Although there was a great deal of faith that the medical marijuana protections known as the Rohrabacher-Farr amendment would be renewed, without issue, for inclusion in the 2018 federal budget, a House committee recently made the decision to block the rider – putting cannabis operations and patients at risk of being harassed next year by the DEA.
On Wednesday, the House Rules Committee opted not to allow these protections to go before the full chamber for a vote. It is a move that could end up sabotaging the quasi-safe zone that the medical marijuana community has enjoyed since 2014, as a spending budget without the language of Rohrabacher-Farr would give the Justice Department the freedom to investigate, raid and prosecute people and businesses connected to the medicinal cannabis trade.
The committee’s decision not to support the protections comes just days after California Representative Dana Rohrabacher, one of the originators of the amendment, penned an op-ed for The Washington Post reminding his Republican cohorts “If we bury state autonomy in order to deny patients an alternative to opioids, and ominously federalize our police, our hypocrisy will deserve the American people’s contempt.”

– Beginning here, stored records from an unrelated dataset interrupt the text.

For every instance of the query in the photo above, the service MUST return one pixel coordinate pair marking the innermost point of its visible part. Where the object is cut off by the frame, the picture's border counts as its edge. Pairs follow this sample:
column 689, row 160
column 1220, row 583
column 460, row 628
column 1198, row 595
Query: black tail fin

But Rohrabacher’s words were not enough to persuade House Republicans.
Immediately following the rejection, Rohrabacher and his partner in crime, Oregon Representative Earl Blumenauer, criticized the committee’s cavalier attitude towards the medical marijuana community.
“By blocking our amendment, Committee leadership is putting at risk the millions of patients who rely on medical marijuana for treatment, as well as the clinics and businesses that support them,” the lawmakers said, according to NORML. “This decision goes against the will of the American people, who overwhelmingly oppose federal interference with state marijuana laws. These critical protections are supported by a majority of our colleagues on both sides of the aisle. There’s no question: If a vote were allowed, our amendment would pass on the House floor, as it has several times before.”
However, it is important to understand that the House’s decision not to support the medical marijuana protections does not immediately put the issue down for the count.
A similar protection was supported earlier this year by the Senate Appropriations Committee, which means the issue still stands a chance at being hashed out by a joint conference committee.
But if Congress does not come to some kind of agreement over the amendment in its final spending bill, there is a good chance that “millions of seriously ill patients and the legitimate businesses that provide them with safe access to their medicine will be at risk of prosecution,” said Don Murphy, director of conservative outreach for the Marijuana Policy Project.
House Republicans also rejected a number of other marijuana–related amendments, including one that would allow banks to work with the cannabis industry.
The overall message on Capitol Hill is, despite majority support from the American population on the marijuana legalization issue, Congress is still far from ready to support the cause.